7. As stated above, the terminations which are included in sub-clause (bb) are those which are brought about either because of non-renewal of the contract or because of expiry of time stipulated in the contract of employment. It needs no further explanation but the probability of the employer exploiting the labour by giving fixed tenure appointments can never be overruled and, therefore, it would be improper and unwise simply to decide the nature of employment on the basis of letter of appointment issued by the employer. The nature of employment will have to be determined with reference to the nature of duties performed by the workman and type of job the workman was entrusted with. If the workman is engaged to do a particular job which may require him to do actual work for more than 240 days in twelve calendar months, such employment would be covered by the amended sub-clause because the employment comes to an end with the completion of the work. A stipulation in the contract that the employment would be for a specific period or till completion of the work may also fall within the scope and ambit of this sub-clause. But if the employer resorts to contractual employment as a device to simply take it out of the principle clause (00) irrespective of the fact that the work continues or the nature of duties which the workman was performing are still in existence, such contractual engagements will have to be tested on the anvil of fairness, propriety and bona fides. May be that such fixed tenure employments are made to frustrate the claim of the workman to become regular or get himself confirmed as a permanent employee either under the Rules applicable to such employment or even under the Standing Orders. It is always open to the Court adjudicating the dispute to examine each and every case in its proper perspective and to protect the workman against the abuse of the amended provision. If this protection is not afforded, the benefit flowing from retrenchment, to which every termination succumbs, would be rendered nugatory. The amended sub-clause (bb) would apply only to such cases where the work ceases with the employment or the post itself ceases to exist or such other analogous cases where the contract of employment is found to be fair, proper and bonafide. To a certain extent, I am also supported in my view by the decision reported in the case of Shailendra Nath Shukla v. Vice Chancellor, Allahabad University and others 1987 Lab. I.C. 1607.
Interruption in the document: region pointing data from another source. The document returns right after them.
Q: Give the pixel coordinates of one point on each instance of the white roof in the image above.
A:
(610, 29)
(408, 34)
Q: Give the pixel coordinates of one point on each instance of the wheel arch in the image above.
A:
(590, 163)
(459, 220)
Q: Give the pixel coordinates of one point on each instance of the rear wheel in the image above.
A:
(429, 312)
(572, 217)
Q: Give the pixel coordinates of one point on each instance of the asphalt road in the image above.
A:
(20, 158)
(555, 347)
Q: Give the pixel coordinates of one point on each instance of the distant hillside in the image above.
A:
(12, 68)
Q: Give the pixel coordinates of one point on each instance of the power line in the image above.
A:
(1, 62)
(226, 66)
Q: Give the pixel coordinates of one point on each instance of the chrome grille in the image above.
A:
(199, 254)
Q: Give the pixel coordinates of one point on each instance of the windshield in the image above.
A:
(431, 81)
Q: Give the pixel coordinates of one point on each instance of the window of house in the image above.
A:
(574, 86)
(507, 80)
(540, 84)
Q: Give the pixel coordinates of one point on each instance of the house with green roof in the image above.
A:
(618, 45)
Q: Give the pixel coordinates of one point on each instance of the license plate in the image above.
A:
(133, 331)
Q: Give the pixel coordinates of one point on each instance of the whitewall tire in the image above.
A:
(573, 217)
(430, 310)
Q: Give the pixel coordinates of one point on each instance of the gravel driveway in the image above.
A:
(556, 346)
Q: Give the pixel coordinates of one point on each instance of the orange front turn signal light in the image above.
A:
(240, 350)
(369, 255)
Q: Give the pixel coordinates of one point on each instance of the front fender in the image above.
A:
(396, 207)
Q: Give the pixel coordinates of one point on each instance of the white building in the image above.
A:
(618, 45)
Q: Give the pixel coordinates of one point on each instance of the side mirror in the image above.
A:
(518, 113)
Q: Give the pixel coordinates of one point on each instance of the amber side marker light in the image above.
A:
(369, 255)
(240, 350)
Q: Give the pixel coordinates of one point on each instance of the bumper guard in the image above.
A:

8. The learned Labour Court without considering the various factors narrated above, simply by relying upon the contents of the appointment letter came to the conclusion that the appointment of each of the petitioners was a fixed term appointment and their termination at the end of the term squarely fell within the ambit of sub-clause (bb) of Clause (00) of Section 2 of the Industrial Disputes Act and, therefore, they cannot be held to be retrenched. Such a conclusion which is arrived without proper application of mind can never be sustained. The order impugned hence deserves to be quashed.

9. In the result, the petition is allowed. The impugned order is quashed. The matter requires reconsideration but not without permitting the parties to lead evidence. Since sufficient time has lapsed and because evidence will have to be adduced by either of the parties, it would be appropriate to direct the learned Labour Court, Amravati to dispose of the complaints on merits as expeditiously as possible, preferably within a period of three months from the date of order along with the record received by the Court. In the above terms, the rule is accordingly made absolute. In the circumstances of the case, there will be no order as to costs.